Так о чем он говорит, что обнаруживает за словами? Когда приведет нас к окончательному разграничению сложившегося языка от языка нарождающегося, отделив от них обоих праздник самого поэтического акта?
Старый и сохранивший свои пристрастия символист, Валери видит в поэзии предельное осуществление языка, но введенное им отличие действия поэта от поэтического произведения до того хрупко, что ухватить его под силу лишь все той же простейшей причинной связи. Прежде чем явиться на свет и утвердиться в реальности, творение проходит стадию внутреннего созревания, предначертанную как своего рода замкнутый удел, особая сфера деятельности. Однако как это все воплощается в произведении искусства? Подобный механизм невозможно обособить и передать по отдельности: ради поучительного эффекта действие приходится опять начинать сначала, так что лишь этот механический труд и предстает перед нами в качестве завершенной вещи, а пружины ее порождения так и остаются скрытыми и в окончательном результате, увы, неразличимыми. Генеалогические возможности языка Валери дополняет анализом слова как действия. Воплощенный анимизм, язык становится у него учебным материалом в курсе истории духа, которая ведь и сама-то образована отцеживанием достигнутого и совершенного, иначе говоря, «трактовкой языка как главного произведения лучших произведений литературы». Это, надо сказать, наиболее изученная сторона искусства: использование «фигур» давным-давно расклассифицировано аристотелевскими риториками. Умножая фигуры, поэт, как предполагается, вводит нас в акт рождения самого языка. Другие, не столь однозначные обстоятельства — вдохновение, впечатлительность — так или иначе ускользают от контроля самовластных всеведов. Тем напраснее надеяться, что эта область механического упразднит внезапность отрывка, капризы или пристрастия люциферических сил и проч., ведь и дефиниции, расчленения и понятия в философии при всей их остроте и меткости ничуть не приближают к познанию как акту сопричастности или единения. Вероятно, лишь кафолическая по духу поэзия, где никто не может быть уверен, что предызбран к спасению, а последствия обособления внутреннего мира остаются скрытыми до самой последней и всеобщей развязки, способна дать высшее и подлинное значение, ключ или символ грядущего рая. Это «разумение столь тонкое, что выводы его кажутся озарением свыше» — озарением после искупительных испытаний, отсроченной милостью, которая вправе, наконец, позволить себе праздник исполнившегося пророчества.

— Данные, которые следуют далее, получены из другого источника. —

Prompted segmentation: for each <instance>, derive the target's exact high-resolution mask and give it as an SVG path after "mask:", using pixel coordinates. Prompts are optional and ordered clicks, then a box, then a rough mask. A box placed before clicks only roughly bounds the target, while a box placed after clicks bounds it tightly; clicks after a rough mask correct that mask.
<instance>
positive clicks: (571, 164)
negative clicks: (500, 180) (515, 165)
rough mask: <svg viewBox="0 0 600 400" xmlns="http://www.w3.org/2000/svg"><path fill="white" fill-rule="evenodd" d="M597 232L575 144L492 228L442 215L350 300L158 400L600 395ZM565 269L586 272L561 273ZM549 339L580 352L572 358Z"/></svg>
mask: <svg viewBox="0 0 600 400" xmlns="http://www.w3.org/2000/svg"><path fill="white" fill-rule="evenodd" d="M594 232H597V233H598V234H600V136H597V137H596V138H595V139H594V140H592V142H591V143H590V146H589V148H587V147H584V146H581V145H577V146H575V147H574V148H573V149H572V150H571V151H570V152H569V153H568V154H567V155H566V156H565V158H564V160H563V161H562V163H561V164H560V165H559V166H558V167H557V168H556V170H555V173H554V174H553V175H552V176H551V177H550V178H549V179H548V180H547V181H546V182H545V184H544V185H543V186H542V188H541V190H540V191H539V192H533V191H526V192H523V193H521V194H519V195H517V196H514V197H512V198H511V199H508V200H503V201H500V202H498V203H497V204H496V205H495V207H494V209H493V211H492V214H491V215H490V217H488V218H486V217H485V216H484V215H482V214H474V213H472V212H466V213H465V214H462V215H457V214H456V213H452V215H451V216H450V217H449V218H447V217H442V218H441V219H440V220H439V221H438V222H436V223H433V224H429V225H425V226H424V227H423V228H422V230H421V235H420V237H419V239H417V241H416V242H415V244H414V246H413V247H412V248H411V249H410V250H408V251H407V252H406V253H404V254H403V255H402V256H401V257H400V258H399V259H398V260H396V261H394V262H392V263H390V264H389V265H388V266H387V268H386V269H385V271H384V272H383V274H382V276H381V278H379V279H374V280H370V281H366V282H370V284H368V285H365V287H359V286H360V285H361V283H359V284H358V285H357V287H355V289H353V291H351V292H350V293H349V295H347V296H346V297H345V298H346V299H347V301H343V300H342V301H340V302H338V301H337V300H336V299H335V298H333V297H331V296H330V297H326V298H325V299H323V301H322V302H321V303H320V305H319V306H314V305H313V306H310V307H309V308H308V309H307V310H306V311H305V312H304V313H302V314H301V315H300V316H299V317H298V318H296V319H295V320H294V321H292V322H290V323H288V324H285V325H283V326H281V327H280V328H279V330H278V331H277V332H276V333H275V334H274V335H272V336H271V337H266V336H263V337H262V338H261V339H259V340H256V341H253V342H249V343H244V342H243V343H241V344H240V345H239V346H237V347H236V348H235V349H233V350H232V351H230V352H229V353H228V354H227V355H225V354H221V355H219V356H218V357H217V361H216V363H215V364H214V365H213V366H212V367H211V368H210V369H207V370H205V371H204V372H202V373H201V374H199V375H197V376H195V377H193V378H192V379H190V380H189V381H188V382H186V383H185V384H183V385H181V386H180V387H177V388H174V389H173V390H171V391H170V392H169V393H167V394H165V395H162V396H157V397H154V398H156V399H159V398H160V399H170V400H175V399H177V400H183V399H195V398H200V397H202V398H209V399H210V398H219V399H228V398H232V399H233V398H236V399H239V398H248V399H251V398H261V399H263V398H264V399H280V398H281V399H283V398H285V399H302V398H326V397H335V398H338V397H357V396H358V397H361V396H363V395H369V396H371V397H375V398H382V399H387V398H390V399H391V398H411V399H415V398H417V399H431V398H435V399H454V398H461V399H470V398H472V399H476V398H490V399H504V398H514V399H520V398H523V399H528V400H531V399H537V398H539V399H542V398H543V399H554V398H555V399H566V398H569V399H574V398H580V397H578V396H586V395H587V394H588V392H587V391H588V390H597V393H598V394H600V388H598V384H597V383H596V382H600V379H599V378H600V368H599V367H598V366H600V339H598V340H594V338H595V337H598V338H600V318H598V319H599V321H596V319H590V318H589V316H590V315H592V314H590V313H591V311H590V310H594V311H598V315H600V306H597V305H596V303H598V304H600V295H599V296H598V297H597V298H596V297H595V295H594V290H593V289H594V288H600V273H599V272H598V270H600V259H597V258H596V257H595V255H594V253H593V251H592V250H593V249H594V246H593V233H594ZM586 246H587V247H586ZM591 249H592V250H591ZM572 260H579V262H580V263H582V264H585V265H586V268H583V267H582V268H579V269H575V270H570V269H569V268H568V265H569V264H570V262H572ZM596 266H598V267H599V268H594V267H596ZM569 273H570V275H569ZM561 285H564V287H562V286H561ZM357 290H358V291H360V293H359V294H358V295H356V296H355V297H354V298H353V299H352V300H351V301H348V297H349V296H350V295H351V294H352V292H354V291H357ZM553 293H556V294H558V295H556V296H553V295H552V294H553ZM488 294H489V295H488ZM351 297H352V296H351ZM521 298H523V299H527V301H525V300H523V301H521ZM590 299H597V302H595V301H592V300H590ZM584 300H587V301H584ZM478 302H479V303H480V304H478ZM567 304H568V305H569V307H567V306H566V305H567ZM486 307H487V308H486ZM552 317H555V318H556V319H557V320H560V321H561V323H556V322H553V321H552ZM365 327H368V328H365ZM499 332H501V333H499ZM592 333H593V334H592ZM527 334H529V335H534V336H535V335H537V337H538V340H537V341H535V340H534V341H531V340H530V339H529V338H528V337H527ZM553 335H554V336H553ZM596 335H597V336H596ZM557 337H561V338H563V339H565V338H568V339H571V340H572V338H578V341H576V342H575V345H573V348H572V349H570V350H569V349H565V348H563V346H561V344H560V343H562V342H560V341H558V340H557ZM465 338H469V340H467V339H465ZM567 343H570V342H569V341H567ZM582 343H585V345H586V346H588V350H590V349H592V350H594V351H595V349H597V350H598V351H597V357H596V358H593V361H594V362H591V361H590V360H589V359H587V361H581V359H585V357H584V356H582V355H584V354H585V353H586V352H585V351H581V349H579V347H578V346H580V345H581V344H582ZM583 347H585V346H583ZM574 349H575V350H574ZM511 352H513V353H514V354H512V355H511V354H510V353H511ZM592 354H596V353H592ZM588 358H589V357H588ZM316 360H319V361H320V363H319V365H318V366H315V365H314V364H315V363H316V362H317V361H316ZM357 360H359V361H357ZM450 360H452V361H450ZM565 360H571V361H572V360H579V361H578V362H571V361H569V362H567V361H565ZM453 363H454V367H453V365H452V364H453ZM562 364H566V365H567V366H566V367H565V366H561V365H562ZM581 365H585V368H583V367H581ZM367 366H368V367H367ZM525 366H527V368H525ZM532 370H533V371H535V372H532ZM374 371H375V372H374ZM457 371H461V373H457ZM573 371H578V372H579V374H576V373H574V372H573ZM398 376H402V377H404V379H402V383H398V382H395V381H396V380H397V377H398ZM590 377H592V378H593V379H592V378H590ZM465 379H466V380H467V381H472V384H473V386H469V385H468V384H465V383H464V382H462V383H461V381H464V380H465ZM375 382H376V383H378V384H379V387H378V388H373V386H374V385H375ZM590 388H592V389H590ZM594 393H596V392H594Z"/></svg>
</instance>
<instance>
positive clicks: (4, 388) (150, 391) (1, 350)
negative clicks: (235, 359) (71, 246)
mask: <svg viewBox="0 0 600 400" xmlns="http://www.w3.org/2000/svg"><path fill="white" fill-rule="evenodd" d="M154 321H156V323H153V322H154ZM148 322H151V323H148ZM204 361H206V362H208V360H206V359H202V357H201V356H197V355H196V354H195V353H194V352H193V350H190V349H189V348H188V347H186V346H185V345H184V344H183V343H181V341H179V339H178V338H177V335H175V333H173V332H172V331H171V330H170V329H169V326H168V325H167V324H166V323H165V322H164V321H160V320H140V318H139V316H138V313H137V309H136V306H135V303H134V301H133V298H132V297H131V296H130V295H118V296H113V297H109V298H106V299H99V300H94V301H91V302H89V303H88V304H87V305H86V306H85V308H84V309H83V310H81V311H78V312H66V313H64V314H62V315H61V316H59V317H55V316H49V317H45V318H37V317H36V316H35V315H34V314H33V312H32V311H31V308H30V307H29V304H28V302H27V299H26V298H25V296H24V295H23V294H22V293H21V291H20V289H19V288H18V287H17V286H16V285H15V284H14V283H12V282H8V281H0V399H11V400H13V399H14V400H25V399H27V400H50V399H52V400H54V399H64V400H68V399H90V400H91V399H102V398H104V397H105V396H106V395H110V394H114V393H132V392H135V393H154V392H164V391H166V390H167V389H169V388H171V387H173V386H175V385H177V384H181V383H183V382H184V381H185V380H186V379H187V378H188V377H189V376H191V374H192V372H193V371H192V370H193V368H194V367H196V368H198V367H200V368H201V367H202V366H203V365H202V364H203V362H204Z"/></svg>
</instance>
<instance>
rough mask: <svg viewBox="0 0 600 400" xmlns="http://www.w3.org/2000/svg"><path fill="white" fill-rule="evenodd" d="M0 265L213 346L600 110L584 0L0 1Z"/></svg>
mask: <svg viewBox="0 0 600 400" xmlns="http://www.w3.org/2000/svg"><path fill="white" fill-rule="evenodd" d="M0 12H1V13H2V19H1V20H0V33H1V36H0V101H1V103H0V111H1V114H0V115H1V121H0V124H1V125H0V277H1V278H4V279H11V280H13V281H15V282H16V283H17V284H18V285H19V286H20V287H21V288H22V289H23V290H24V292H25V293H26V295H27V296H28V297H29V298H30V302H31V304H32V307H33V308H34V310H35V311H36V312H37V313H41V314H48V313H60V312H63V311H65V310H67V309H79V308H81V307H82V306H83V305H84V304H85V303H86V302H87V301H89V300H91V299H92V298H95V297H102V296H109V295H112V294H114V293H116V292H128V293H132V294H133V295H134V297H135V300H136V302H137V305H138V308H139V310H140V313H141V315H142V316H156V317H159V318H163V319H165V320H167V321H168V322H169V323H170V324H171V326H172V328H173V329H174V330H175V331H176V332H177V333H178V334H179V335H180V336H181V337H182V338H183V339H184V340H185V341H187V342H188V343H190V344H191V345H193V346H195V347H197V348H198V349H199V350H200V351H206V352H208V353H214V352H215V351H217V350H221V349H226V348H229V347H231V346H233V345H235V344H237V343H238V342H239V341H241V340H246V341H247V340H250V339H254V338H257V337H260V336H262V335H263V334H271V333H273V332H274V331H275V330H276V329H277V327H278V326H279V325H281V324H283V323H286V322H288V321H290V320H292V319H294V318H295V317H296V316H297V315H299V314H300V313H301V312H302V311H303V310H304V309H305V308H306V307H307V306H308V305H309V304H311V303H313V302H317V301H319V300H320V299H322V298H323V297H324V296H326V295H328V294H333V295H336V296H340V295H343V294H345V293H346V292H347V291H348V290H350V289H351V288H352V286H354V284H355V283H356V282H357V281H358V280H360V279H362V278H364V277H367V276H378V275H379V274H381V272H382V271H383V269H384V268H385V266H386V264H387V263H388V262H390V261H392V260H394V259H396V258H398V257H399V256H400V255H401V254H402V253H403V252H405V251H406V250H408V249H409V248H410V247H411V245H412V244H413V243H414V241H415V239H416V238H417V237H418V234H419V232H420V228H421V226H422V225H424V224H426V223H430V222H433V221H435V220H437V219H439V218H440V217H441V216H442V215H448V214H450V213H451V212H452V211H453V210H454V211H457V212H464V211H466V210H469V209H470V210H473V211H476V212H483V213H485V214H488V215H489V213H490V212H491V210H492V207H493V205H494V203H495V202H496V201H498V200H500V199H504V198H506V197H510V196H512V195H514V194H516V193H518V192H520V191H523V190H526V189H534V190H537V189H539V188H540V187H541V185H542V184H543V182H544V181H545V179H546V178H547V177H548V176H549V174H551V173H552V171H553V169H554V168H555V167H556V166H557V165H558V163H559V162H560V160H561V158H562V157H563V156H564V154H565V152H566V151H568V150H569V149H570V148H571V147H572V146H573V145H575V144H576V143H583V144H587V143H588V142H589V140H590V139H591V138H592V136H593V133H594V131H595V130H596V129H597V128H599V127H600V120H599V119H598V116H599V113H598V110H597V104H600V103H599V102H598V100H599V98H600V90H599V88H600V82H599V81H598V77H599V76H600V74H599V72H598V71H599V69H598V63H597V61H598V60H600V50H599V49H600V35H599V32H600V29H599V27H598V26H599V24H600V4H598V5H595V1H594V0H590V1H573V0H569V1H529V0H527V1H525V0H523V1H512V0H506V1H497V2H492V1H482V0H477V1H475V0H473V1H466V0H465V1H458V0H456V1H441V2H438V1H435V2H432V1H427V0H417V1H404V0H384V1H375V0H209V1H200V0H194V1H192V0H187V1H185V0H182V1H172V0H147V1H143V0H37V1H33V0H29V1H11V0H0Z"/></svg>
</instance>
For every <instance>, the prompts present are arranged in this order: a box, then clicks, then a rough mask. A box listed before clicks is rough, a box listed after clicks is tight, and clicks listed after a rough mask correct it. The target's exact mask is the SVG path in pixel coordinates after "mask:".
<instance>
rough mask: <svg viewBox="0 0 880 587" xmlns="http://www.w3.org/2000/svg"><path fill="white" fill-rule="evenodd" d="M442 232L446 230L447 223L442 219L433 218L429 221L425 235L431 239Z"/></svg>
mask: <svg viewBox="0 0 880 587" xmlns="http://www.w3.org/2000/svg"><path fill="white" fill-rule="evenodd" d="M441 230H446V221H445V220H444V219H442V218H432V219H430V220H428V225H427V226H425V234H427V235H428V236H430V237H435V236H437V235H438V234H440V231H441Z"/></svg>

Так придем ли мы когда-нибудь к точному определению небезопасных поныне слов «форма», «ритм», «заимствование», «вдохновение», «композиция»? Не таким ли символом входит в формулу математика слово «бесконечность»? Жаль, что, стремясь к исчерпывающей точности описывающих поэзию слов, Валери тратит столько сил всего лишь на замену автора производителем, читателя — потребителем, а милостей истории — рукотворной ценностью произведения искусства. Сумеем ли мы добиться в художественной оценке той степени точности, которую слово «ценность» — во всей совокупности духовного и исторического содержания — имеет в экономике? Достигаем ли результата, заменив милость материи пригодностью к обработке удобным для нас инструментом? И не возвратимся ли однажды к старой теологии, спрашивавшей, удостоверено ли блаженное присутствие мил остью слова или силой, действующей в нем и приуготовляющей Вознесение?
Поэтому осторожнее с числом. Используя его как средство защиты иди самоутешения, можно просчитаться и упустить нечаянную радость. Не забудем, что Уильям Блейк поместил своего Ангела {410} Анализа между Сатурном и небом неподвижных звезд. Между самоуничтожением и постоянством сотворенного мира — его несокрушимым диамантом.